Intervention de Yves Pozzo di Borgo

Réunion du 7 décembre 2006 à 15h00
Loi de finances pour 2007 — Action extérieure de l'état

Photo de Yves Pozzo di BorgoYves Pozzo di Borgo :

Monsieur le président, monsieur le ministre, mes chers collègues, contrairement aux rapporteurs, je souhaite m'exprimer, non sur l'économie générale de la mission, mais plutôt sur un problème particulier, qui rejoint les préoccupations de notre rapporteur spécial, auquel, monsieur le ministre, j'espère que vous pourrez répondre.

Après nos collègues députés Bernard Schreiner et Marc Reymann, qui sont intervenus lors de la discussion à l'Assemblée nationale, M. Jacques Legendre exprimera tout à l'heure sa perplexité vis-à-vis de la position paradoxale de la France.

Ainsi, la contribution de la France à une organisation, le Conseil de l'Europe, dont le siège est situé dans notre pays, à Strasbourg, est soumise à une croissance zéro depuis plusieurs années.

L'organisation, qui rassemble quarante-six États, est constituée de trois branches principales, le Comité des ministres et le secrétariat général, l'Assemblée parlementaire, au sein de laquelle j'ai l'honneur de représenter le Sénat, et la Cour européenne des droits de l'homme.

Mes quarante-cinq collègues viennent d'ailleurs d'élire notre compatriote M. Jean-Paul Costa à la présidence de cette cour, et je suis sûr, mes chers collègues, que vous voudrez joindre vos félicitations aux miennes, à l'adresse de ce grand magistrat.

Comme j'ai eu l'occasion de le faire au moment de l'examen de la participation de la France au budget des Communautés européennes, je voudrais revenir, à l'instar de mes collègues, sur la création d'une « agence de l'Union européenne des droits fondamentaux », dont a débattu le conseil « Justice et affaires intérieures », ce 4 décembre.

Au même moment, on constate le succès de la Cour de Strasbourg, qui peine à statuer sur les milliers de recours dont elle est saisie. Cet « encombrement » est la marque de la confiance dans la Cour des quelque 800 millions de citoyens européens, ressortissants des quarante-six États du Conseil de l'Europe, pour leur garantir l'exercice des droits proclamés par la convention de 1950.
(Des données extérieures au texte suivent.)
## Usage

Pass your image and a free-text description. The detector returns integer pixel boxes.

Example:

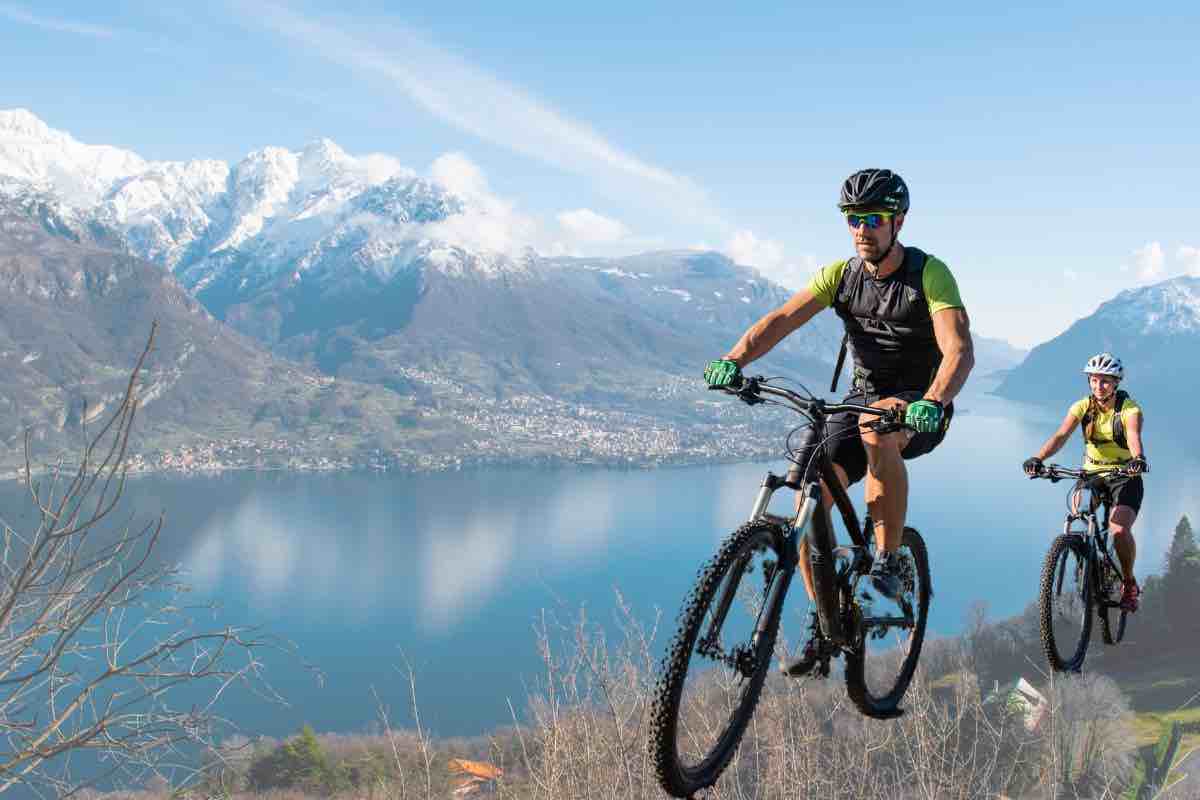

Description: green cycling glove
[704,359,742,387]
[904,399,943,433]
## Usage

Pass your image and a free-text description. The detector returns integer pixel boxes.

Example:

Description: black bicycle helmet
[838,169,908,213]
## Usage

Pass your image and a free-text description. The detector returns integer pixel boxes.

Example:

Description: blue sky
[0,0,1200,345]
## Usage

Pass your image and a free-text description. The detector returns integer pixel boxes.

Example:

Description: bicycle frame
[1042,464,1128,608]
[1062,483,1124,597]
[721,386,895,646]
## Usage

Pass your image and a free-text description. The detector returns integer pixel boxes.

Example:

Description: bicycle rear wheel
[846,528,932,720]
[1038,534,1094,672]
[650,522,792,798]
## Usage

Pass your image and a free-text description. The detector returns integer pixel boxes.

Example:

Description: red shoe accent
[1121,578,1141,614]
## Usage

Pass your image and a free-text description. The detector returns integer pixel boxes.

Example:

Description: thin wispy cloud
[0,2,118,38]
[247,4,724,224]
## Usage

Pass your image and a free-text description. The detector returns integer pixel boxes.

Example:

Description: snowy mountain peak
[0,109,523,291]
[1097,276,1200,335]
[0,108,55,142]
[0,108,146,207]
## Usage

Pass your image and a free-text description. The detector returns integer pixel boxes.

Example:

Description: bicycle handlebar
[709,375,911,433]
[1030,464,1141,483]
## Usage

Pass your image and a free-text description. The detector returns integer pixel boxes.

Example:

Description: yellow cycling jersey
[1067,396,1141,473]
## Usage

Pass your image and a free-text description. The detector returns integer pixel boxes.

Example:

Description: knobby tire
[1038,534,1096,672]
[846,528,932,720]
[650,522,792,798]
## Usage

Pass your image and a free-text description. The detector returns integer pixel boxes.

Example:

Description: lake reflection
[0,388,1196,735]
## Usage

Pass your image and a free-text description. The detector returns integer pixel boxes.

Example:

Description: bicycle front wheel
[650,522,792,798]
[846,528,932,720]
[1038,534,1094,672]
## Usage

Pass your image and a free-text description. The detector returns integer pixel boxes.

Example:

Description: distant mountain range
[995,276,1200,424]
[0,110,1020,474]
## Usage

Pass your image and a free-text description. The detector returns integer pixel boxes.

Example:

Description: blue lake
[0,383,1200,735]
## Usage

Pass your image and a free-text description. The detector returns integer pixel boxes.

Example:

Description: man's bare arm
[925,308,974,403]
[725,289,824,367]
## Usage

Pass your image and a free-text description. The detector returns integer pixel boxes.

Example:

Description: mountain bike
[650,377,932,798]
[1032,464,1136,672]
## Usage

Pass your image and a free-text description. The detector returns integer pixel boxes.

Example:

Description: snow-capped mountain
[996,276,1200,420]
[0,109,511,297]
[0,112,859,392]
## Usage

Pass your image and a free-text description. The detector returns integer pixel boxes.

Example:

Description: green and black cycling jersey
[809,247,964,391]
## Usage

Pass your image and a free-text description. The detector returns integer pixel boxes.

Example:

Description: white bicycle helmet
[1084,353,1124,380]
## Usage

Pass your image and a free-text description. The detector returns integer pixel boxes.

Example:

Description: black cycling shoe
[866,552,904,601]
[779,612,833,678]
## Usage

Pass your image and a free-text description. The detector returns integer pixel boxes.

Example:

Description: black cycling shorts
[1109,475,1144,513]
[826,391,950,484]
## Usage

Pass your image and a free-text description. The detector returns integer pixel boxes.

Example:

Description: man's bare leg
[860,397,912,553]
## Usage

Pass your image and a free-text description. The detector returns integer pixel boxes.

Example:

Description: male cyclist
[704,169,974,674]
[1021,353,1150,612]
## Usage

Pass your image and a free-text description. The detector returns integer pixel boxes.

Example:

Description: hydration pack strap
[829,332,850,393]
[1079,389,1129,450]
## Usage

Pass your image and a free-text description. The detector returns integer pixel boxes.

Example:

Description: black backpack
[1079,389,1129,450]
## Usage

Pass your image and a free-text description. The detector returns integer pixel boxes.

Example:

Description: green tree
[246,724,349,792]
[1163,515,1200,633]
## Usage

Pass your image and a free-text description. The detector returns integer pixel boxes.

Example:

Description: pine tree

Les États ne peuvent ignorer ni ce succès, ni le besoin de renforcement des moyens de travail de la Cour de Strasbourg. Bloquer le budget global du Conseil de l'Europe, c'est donc demander aux autres branches de l'organisation paneuropéenne de restreindre leurs propres moyens de fonctionnement pour financer par voie interne les besoins de la Cour. Cela peut se concevoir.

Le paradoxe est donc de réduire les possibilités d'action du Conseil de l'Europe et du système de contrôle des droits de l'homme, alors même que l'Union européenne s'apprête à dégager quelque 30 millions d'euros chaque année pour une nouvelle institution, cette « agence » dont ne sont fixées ni les compétences ratione loci ni les compétences ratione materiae.

Même si nous le regrettons, le traité constitutionnel n'est pas entré en vigueur. La Charte des droits fondamentaux n'a donc pas encore de portée normative. Dès lors, à quel texte de droit positif devrait se référer la future « agence » ? Jusqu'où s'étendrait sa compétence ? L'Union, augmentée des « nouveaux voisins » ?

Mais alors, la superposition avec le Conseil de l'Europe brouillerait un peu plus un système déjà peu lisible. On risque, tôt ou tard, d'aboutir à un conflit de droits, doublé d'un conflit de juridictions, car, n'en doutons pas, la future « agence » n'aura de cesse de développer sa propre jurisprudence et de se constituer en quasi-juridiction.

Il y a là plus qu'un paradoxe, un véritable gâchis financier et un gaspillage d'énergie.